Atom Egoyan's recent movie THE CAPTIVE makes him feel even more like himself. It got shredded and mocked by the critics last year during its premiere at Cannes, yet, for me, the film is in its own way a throwback to Egoyan's triumphant run of the Nineties, where movies like THE ADJUSTER and EXOTICA illustrated what an unusual sensibility he can bring to the Canadian screen. Of his past decade-and-a-half of movies, the only ones I haven't seen are ARATAT or ADORATION, but I'm probably pretty safe in saying that, with THE CAPTIVE, snooty-Cannes-critics aside, he seems more in tune with his own peculiar obsessions than we've seen in some time.
There is nothing particularly original about a story involving the disappearance or death of a child -- indeed, this is the third time that Egoyan's dealt with this topic, after THE SWEET HEREAFTER and last year's DEVIL'S KNOT -- but there's a brew going on here that feels suitably off-kilter and tart, a nicely aesthetic confusion for one's touchy palate. Somebody should, if they haven't already, write a Master' thesis about 'detachment' and 'abstraction' in the films of Egoyan (and his Canadian-cinema older brother, David Cronenberg), because there's a distancing to his stuff that, when it works, only adds to the notions of unsettlement that he's continually trying to provoke.
In brief, this movie is a domestic drama, overlapped with a police procedural, then seasoned with whatever the fuck Egoyan's always going on about regarding our voyeuristic impulses -- a favourite obsession of his, one whose inclusion here feels odd and distracting, yet hey, that's the pont. (I think.) Like in Cronenberg's films, there's an abiding weirdness at work that you can never quite figure out.

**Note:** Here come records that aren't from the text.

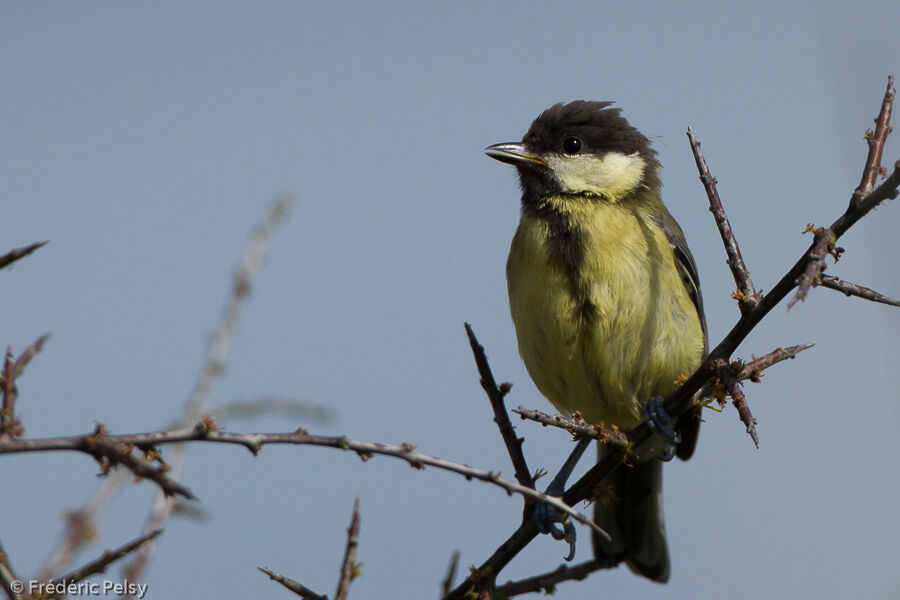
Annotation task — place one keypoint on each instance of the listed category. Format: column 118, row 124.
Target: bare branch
column 447, row 583
column 577, row 426
column 213, row 367
column 727, row 374
column 14, row 255
column 80, row 527
column 501, row 417
column 110, row 556
column 295, row 586
column 111, row 453
column 746, row 294
column 875, row 141
column 851, row 289
column 546, row 582
column 349, row 566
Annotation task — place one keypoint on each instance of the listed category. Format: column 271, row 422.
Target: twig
column 546, row 582
column 80, row 527
column 7, row 576
column 753, row 370
column 501, row 417
column 295, row 586
column 746, row 294
column 110, row 556
column 851, row 289
column 9, row 425
column 727, row 375
column 681, row 399
column 273, row 405
column 823, row 244
column 349, row 566
column 255, row 441
column 213, row 367
column 14, row 255
column 875, row 141
column 447, row 583
column 577, row 426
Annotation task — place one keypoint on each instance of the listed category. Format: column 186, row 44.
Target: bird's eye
column 572, row 145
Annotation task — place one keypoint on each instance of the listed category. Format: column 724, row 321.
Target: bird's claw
column 547, row 519
column 662, row 422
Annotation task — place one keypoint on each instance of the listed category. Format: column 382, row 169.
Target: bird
column 606, row 304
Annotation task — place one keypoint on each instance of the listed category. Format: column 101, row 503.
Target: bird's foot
column 546, row 517
column 662, row 422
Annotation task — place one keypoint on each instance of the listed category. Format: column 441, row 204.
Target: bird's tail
column 632, row 515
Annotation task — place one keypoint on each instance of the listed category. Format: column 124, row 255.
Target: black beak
column 515, row 154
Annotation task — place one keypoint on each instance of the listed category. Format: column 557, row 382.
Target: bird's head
column 584, row 149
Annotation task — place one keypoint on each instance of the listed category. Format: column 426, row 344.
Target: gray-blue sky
column 144, row 140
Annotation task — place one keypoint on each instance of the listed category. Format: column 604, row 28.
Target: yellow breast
column 620, row 329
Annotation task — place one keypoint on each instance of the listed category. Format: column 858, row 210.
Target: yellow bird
column 606, row 302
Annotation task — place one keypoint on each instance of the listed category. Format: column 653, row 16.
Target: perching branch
column 109, row 557
column 851, row 289
column 611, row 436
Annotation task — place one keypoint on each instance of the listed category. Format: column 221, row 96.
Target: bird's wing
column 688, row 423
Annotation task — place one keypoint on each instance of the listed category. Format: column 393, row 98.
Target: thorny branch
column 501, row 417
column 875, row 140
column 295, row 586
column 851, row 289
column 205, row 432
column 109, row 557
column 482, row 582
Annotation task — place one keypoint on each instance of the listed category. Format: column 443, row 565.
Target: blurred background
column 145, row 141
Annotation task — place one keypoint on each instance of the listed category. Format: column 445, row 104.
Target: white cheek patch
column 612, row 175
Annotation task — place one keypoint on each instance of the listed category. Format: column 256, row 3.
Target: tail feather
column 633, row 517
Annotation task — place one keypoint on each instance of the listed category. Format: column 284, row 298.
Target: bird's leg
column 546, row 517
column 660, row 421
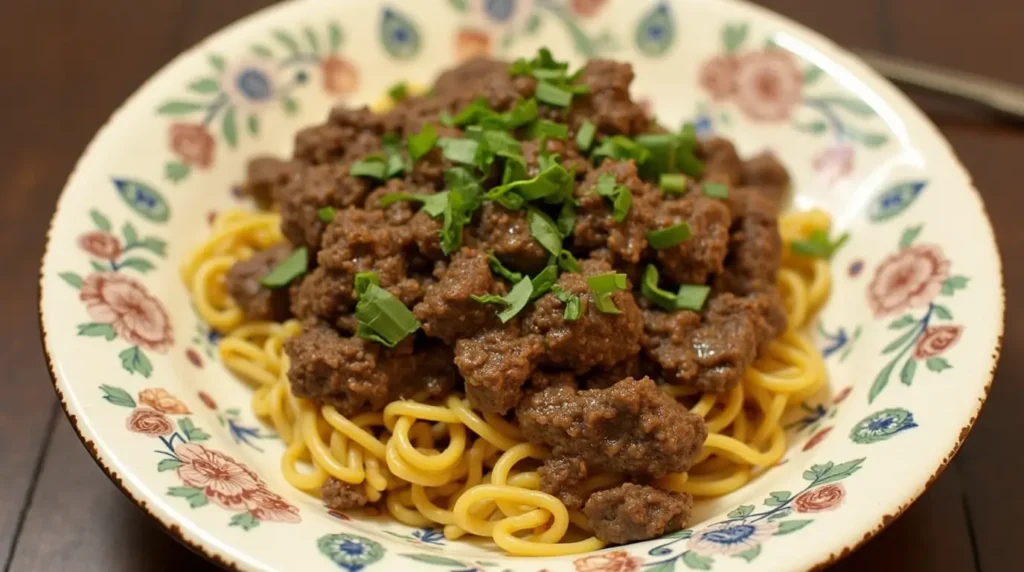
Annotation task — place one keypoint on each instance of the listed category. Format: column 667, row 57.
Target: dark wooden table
column 69, row 63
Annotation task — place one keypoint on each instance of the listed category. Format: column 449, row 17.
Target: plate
column 910, row 336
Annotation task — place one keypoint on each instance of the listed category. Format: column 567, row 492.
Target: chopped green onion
column 373, row 167
column 545, row 231
column 553, row 95
column 673, row 182
column 326, row 214
column 364, row 279
column 489, row 299
column 544, row 281
column 287, row 270
column 546, row 128
column 420, row 143
column 398, row 91
column 650, row 291
column 692, row 297
column 818, row 245
column 585, row 136
column 459, row 150
column 603, row 286
column 566, row 218
column 716, row 190
column 383, row 317
column 498, row 268
column 574, row 304
column 517, row 298
column 567, row 262
column 670, row 236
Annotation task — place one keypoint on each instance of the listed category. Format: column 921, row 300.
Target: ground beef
column 448, row 310
column 496, row 365
column 709, row 352
column 596, row 227
column 316, row 187
column 506, row 233
column 697, row 258
column 596, row 339
column 608, row 104
column 721, row 164
column 631, row 428
column 357, row 376
column 266, row 176
column 630, row 513
column 243, row 284
column 339, row 495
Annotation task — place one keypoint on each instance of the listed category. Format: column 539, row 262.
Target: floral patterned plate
column 910, row 337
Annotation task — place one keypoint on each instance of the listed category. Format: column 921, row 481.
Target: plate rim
column 848, row 60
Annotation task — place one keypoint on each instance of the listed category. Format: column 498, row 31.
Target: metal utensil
column 1000, row 96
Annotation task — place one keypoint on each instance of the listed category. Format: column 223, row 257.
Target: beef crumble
column 502, row 293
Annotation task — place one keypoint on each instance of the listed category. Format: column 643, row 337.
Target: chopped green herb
column 650, row 291
column 673, row 182
column 603, row 286
column 459, row 150
column 489, row 299
column 517, row 298
column 383, row 318
column 622, row 148
column 544, row 281
column 585, row 136
column 545, row 231
column 364, row 279
column 420, row 143
column 670, row 236
column 553, row 95
column 818, row 245
column 692, row 297
column 566, row 218
column 716, row 190
column 375, row 167
column 567, row 262
column 287, row 270
column 546, row 128
column 326, row 214
column 622, row 198
column 398, row 91
column 574, row 305
column 498, row 268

The acting and pacing sometimes seems off, but you can't put your finger on why; the dialogue, as spoken, is either stilted or spot-on; the story either too vague, or perpetually right on the button. Egoyan's either always not trying enough, or simply too hard, and often both efforts emerge at the same time. It's hard to make sense of what he wants us to think.
As it should be. This is the proper combination for him, this uncertain mixture of tones. It makes it impossible to discern if the movie is exactly working, per se, but more and more as I age I don't want a movie to work -- I want it to breathe. Sometimes those gasps of breath might be muted, even suffocated, and at other times they might emerge as a rough sort of bark, but it's that uneasy exhaltation of air that his films at their best bring that makes me sit up straight.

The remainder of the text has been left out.